C’est celui qui dit qui y est

Je n’ai pas eu le privilège douteux d’assister en direct à la bagarre de chiffonniers, pardon de voyous, qui a eu lieu sur TF1 dimanche soir entre Daniel Cohn-Bendit et Gilbert Collard, pas plus capables l’un que l’autre de maitriser leurs nerfs pour nous offrir le spectacle pitoyable de la politique quand elle se vautre dans le caniveau. Heureusement, ou malheureusement, les occasions de rattrapage ne manquent pas et la presse s’est fait un large écho de leur altercation. Il est assez facile de retrouver des enregistrements de leur violente dispute.

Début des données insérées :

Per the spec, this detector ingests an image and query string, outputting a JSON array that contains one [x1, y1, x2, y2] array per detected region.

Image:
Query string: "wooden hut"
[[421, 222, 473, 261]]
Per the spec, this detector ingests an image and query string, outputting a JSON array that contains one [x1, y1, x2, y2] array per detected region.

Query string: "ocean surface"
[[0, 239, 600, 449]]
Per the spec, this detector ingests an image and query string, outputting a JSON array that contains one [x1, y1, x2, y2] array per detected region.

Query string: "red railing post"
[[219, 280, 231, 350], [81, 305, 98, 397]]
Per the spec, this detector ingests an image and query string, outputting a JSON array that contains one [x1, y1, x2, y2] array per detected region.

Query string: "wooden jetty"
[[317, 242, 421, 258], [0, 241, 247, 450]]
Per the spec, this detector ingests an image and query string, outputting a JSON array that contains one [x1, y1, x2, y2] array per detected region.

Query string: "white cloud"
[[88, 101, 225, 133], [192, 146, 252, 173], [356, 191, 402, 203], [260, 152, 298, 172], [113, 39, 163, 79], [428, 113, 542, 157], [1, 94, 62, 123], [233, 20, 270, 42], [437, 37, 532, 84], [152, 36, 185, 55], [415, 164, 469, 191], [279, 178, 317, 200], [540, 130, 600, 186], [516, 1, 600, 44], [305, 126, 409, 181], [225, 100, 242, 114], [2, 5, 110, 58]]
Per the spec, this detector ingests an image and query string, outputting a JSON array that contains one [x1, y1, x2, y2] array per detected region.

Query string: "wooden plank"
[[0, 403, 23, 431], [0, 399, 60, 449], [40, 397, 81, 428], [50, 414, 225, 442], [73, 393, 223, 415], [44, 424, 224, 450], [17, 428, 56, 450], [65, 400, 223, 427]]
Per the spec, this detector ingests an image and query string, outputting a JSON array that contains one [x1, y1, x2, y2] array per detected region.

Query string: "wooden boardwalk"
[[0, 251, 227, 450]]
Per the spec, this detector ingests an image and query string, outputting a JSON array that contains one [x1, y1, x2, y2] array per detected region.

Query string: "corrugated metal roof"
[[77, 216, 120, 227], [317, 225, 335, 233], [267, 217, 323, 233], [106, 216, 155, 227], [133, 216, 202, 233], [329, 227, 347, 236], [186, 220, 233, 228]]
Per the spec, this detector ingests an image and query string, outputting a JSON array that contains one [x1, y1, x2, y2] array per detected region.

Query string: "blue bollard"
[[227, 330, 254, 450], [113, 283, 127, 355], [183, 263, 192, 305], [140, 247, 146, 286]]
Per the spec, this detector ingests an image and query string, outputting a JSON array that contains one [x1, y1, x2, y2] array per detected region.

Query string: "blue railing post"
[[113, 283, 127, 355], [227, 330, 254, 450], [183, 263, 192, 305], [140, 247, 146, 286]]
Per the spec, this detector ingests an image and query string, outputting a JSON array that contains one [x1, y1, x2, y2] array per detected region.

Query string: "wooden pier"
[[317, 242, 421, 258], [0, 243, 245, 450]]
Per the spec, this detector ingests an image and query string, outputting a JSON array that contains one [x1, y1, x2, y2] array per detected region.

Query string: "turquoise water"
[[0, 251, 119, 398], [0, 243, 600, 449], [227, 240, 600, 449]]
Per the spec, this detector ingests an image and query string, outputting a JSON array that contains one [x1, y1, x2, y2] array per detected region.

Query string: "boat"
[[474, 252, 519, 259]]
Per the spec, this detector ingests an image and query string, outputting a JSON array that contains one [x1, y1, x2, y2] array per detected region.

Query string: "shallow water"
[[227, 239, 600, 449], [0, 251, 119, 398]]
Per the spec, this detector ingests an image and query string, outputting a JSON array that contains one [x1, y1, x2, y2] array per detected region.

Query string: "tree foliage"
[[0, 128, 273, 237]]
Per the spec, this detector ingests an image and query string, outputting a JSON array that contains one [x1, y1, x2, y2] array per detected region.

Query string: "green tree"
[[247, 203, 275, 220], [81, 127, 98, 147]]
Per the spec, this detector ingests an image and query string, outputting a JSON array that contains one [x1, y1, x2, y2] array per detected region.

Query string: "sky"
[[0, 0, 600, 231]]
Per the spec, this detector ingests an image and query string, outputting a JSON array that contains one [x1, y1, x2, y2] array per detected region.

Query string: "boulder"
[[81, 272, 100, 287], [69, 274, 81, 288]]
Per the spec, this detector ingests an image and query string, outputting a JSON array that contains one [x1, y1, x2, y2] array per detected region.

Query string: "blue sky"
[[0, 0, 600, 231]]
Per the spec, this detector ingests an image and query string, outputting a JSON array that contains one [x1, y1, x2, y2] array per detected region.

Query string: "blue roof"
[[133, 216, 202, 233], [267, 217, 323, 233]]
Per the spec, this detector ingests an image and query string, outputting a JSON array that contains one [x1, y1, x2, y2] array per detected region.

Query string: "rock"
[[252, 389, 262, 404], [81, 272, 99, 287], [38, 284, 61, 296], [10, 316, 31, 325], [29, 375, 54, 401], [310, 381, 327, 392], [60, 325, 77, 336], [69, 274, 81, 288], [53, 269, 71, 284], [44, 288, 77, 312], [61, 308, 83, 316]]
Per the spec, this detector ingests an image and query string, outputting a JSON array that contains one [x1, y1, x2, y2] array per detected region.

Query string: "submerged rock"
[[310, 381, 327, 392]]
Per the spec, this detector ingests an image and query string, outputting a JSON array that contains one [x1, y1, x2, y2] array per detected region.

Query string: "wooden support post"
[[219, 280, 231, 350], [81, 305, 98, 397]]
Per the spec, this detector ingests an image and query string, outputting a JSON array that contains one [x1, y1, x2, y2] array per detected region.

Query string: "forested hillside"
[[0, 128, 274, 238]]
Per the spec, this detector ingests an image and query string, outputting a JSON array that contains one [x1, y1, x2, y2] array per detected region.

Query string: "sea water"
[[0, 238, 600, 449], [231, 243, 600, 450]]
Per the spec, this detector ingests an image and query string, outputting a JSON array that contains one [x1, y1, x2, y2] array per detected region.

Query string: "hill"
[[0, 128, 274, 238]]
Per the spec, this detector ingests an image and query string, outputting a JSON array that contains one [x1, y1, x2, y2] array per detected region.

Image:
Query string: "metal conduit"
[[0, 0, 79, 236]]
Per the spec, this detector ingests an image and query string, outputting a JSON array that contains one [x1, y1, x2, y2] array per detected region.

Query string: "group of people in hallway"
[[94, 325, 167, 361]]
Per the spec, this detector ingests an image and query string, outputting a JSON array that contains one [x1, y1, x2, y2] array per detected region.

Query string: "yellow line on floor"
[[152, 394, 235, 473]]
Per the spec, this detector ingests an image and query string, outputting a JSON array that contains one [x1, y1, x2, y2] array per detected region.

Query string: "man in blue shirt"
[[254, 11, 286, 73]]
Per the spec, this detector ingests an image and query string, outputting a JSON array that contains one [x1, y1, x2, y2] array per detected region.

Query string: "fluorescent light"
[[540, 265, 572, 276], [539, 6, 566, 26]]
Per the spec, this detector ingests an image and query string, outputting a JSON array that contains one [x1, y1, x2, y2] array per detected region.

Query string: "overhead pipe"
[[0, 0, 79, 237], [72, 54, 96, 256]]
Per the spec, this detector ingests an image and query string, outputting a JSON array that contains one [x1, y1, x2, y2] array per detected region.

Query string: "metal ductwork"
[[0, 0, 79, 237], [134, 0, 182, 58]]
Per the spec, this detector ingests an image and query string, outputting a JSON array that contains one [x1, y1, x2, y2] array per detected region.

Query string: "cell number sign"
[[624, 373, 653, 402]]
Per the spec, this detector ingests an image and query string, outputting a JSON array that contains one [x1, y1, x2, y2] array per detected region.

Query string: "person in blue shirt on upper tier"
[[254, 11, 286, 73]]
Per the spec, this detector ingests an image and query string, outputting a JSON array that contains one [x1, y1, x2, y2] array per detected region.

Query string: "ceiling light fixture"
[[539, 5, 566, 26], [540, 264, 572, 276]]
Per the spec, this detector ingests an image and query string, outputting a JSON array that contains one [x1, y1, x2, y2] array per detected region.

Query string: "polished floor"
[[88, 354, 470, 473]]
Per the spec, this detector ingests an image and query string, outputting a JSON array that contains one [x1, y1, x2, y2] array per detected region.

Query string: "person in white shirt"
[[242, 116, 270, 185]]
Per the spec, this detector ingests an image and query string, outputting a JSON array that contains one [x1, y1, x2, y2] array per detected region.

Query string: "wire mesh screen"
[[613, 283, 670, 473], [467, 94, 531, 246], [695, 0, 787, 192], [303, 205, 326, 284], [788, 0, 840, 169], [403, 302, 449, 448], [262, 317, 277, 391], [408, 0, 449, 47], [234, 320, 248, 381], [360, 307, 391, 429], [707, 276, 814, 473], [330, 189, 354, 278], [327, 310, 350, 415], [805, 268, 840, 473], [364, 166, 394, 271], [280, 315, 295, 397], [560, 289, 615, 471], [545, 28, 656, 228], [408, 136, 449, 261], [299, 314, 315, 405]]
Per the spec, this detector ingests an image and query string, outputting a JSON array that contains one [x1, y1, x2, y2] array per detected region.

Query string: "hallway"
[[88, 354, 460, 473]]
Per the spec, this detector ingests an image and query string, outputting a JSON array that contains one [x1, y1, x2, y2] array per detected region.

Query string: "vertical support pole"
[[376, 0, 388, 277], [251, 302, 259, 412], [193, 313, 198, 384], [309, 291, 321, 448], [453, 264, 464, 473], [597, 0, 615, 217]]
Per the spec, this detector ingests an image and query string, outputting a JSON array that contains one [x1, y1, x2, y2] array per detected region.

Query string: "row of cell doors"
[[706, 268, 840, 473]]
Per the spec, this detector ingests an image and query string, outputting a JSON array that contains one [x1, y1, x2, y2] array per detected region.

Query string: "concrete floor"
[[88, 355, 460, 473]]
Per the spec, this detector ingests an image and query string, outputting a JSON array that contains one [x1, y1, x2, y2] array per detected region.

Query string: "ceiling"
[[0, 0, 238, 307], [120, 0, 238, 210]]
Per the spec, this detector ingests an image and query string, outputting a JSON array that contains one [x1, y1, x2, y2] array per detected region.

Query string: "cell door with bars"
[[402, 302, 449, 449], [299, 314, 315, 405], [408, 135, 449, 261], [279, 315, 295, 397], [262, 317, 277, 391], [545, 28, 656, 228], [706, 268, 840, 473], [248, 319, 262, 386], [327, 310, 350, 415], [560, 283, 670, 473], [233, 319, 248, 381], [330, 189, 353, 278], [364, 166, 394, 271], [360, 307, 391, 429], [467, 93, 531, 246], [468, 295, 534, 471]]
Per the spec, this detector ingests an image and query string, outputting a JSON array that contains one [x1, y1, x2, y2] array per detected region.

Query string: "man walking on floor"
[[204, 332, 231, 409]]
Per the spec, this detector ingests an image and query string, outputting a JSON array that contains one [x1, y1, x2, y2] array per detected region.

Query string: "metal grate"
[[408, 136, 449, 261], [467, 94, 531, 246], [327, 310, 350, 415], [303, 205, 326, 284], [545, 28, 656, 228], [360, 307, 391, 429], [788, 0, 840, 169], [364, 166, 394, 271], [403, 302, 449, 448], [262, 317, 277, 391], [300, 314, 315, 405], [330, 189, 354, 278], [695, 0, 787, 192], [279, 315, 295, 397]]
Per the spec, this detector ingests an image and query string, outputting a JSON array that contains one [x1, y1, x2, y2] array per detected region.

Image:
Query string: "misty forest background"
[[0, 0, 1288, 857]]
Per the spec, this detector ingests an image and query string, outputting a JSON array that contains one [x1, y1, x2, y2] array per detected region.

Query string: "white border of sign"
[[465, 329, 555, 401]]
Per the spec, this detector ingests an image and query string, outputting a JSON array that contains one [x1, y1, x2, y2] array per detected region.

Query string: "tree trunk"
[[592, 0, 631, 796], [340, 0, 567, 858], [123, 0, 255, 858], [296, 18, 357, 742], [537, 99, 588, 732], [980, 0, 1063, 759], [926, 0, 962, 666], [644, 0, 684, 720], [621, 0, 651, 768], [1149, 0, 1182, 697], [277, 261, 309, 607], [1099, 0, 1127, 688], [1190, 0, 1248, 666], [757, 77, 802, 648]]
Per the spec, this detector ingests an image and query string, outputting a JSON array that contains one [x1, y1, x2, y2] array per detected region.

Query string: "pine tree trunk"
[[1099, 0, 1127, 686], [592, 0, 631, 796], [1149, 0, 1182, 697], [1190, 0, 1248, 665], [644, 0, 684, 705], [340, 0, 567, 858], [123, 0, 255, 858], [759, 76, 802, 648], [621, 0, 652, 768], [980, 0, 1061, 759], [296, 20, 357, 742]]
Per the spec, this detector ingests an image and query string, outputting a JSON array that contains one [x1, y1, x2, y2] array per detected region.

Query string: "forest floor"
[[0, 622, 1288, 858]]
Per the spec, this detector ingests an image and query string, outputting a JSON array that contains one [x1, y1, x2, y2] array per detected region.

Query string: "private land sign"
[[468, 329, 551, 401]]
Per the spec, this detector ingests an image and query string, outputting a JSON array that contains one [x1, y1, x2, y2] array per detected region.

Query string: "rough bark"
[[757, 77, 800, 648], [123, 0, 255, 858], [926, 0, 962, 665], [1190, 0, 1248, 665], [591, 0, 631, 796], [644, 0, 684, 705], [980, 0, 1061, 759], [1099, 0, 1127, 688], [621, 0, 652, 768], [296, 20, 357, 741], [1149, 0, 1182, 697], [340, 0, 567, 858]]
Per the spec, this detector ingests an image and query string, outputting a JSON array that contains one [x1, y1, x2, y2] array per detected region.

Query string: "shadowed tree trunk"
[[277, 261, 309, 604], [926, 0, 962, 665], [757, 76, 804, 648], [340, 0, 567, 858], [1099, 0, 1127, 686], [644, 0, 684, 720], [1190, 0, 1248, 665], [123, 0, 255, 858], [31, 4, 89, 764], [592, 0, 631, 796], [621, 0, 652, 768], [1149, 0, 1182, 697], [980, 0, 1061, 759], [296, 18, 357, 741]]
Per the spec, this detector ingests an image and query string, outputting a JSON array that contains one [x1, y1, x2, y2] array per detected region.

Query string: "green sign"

Il est nettement moins évident de comprendre les termes employés, car la confusion la plus totale régnait sur le plateau où les journalistes tentaient de rétablir un semblant d’ordre, d’autant plus difficilement qu’ils avaient eux-mêmes créé la situation donnant lieu à cette empoignade. Je n’ai aucune sympathie pour Gilbert Collard en tant que personne et je vomis les positions fascisantes qu’il représente, mais je suis bien obligé de reconnaître qu’il avait raison de souligner que le parti présidentiel était doublement représenté dans le débat puisque Stanislas Guérini, président de la République en marche était déjà invité et que Daniel Cohn-Bendit figurait à titre de « grand témoin » alors qu’il a notoirement soutenu la liste macroniste aux élections européennes, et qu’il est proche du président. Après quoi la situation a dégénéré, chacun des deux protagonistes se renvoyant des insultes à la figure, donnant ainsi une piètre image du débat démocratique.

L’un comme l’autre est coutumier de ce genre de provocations et s’est fait une spécialité de créer le scandale et de manier l’insulte et l’invective plutôt que d’échanger des arguments rationnels. Ce n’est pas digne de personnalités qui aspirent à représenter leurs concitoyens. Je n’ai été ni surpris ni déçu par Gilbert Collard dont je n’attends rien d’autre que ce genre de sortie, mais je continue à ne pas me résoudre à la lente désagrégation d’un symbole, qui, en son temps, a porté l’espoir de toute une génération en contestant l’ordre établi, auquel il se rallie désormais sans état d’âme apparent. Et surtout, je n’ai pas apprécié la façon dont Daniel Cohn-Bendit a tenté de justifier son attitude en invoquant l’antisémitisme dont il se serait senti l’objet dans cette dispute. Les insultes antisémites sont un phénomène suffisamment grave pour ne pas en rajouter quand il n’y a pas lieu de le faire. Que Gilbert Collard soit par ailleurs antisémite, même si le Rassemblement national réserve ses attaques aux musulmans depuis un certain temps, c’est bien possible, et même assez probable, mais il est contreproductif de crier au loup à tort et à travers. Le résultat ? Les deux partis arrivés en tête aux dernières élections sont renvoyés dos à dos, comme dans une cour de récréation où l’on se demande qui a commencé.